Reality check: “This is the PAP Government. We don’t have to tell the public diddly squat.”
“People do want to know,” Mr Shanmugaratnam admitted initially. “There’s curiosity. It is a matter of public interest.”
Then came the blow-off: “But that is not sufficient reason to disclose information.”
Take that, you public! Just because you elected them you think you can just suka suka hold them accountable?
We should be mad as hell. But the PAP says it’s wrong to be confrontational. So we just go about our daily lives and pretend nothing happened.
Don’t you know? It’s in the public domain
Another Minister, this time the Foreign one, was recently asked by Dr Chee Soon Juan what his salary was. Mr George Yeo insisted that the salaries were in the “public domain”. Then he said that there was a component (which made up almost half of a minister’s salary) which was decided upon by the Prime Minister. That was secret.
The resplendent offices they walk into, the plush carpets they stride on, and the air-conditioning they cool themselves in are all paid by Singaporeans. Their salaries, the highest in the world, come from us too.
So how about being transparent and telling us, the people, how much you pay yourselves, Your Excellencies?
“Which part of ‘Bugger off!’ did you not understand?”
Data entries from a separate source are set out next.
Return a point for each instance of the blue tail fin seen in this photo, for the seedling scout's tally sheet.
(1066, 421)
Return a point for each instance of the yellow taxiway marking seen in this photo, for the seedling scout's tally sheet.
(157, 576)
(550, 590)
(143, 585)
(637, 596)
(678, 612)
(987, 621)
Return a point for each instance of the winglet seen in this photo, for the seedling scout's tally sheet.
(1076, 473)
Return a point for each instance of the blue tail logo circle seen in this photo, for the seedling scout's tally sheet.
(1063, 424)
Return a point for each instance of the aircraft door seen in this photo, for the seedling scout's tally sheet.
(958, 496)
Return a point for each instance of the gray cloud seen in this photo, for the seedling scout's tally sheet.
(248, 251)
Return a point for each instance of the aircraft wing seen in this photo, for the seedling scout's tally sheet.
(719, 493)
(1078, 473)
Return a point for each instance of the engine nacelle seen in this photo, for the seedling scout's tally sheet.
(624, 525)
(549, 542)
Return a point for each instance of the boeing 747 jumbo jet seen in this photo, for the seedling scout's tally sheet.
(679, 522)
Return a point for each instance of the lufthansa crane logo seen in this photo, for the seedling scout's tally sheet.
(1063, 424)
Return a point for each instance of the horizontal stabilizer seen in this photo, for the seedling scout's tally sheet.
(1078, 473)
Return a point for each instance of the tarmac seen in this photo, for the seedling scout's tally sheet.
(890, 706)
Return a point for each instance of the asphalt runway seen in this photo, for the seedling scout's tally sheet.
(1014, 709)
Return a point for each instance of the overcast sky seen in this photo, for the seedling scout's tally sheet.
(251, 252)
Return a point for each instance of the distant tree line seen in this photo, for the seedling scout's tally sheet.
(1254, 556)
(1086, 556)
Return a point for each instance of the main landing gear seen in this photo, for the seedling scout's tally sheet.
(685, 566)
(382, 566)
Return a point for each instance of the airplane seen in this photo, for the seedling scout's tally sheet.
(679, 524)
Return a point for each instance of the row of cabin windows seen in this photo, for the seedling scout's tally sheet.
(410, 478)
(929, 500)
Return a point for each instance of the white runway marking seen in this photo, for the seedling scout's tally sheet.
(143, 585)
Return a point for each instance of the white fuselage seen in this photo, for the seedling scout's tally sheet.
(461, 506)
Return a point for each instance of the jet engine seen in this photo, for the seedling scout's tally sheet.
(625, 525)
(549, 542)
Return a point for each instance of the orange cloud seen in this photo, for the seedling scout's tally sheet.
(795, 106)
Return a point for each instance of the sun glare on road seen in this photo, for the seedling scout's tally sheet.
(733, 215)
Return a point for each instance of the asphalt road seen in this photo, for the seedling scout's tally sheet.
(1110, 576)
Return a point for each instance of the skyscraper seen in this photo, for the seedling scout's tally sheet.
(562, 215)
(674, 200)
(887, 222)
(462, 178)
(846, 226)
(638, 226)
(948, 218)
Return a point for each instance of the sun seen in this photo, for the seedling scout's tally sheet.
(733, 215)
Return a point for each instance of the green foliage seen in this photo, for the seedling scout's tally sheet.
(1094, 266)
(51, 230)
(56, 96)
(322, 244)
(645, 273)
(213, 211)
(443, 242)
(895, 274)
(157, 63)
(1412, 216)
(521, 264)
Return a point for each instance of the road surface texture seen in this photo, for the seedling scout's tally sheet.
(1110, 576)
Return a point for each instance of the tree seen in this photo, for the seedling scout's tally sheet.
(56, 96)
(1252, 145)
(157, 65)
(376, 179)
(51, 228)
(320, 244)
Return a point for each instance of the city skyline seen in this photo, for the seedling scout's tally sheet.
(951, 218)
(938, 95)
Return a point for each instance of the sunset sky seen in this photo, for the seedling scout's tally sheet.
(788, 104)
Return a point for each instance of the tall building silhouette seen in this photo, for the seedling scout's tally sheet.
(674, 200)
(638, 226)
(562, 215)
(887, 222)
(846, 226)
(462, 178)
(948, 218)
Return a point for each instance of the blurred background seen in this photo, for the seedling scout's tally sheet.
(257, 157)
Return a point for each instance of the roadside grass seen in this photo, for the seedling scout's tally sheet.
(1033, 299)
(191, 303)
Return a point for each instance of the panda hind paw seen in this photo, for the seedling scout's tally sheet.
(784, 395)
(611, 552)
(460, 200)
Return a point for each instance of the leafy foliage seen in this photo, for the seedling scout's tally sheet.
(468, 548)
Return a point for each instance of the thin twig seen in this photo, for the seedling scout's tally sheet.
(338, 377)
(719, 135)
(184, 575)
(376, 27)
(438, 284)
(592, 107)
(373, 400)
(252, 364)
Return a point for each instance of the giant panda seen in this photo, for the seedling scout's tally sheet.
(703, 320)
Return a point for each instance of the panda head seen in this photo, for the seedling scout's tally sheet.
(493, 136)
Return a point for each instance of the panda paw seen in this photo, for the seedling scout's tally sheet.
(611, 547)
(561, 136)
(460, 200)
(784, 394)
As the sign at the airport says: Welcome to Singapore!
Boy, was that funny!
Noor Mohammad was so poor that he had to live in a makeshift tent at the beach. He was so poor that he seldom ate and was in a constant state of hunger.
So what does the Government do? It prosecuted him because he didn’t have a permit to camp out.
Then when he was brought before District Judge Shaiffudin Saruwan, he could not produce his Identity Card or passport. He had lost them. Not too hard to figure out why; the poor man was homeless and unemployed!
But the Judge told the chap: “I suggest you use a bicycle chain to tie yourself to a tree or you may lose yourself as well.” According to the Straits Times, that was Mr Shaiffudin’s attempt at a joke.
He then fined the destitute $800. Of course, Mr Noor couldn’t come up with $800 (most destitutes can’t). He was jailed four days.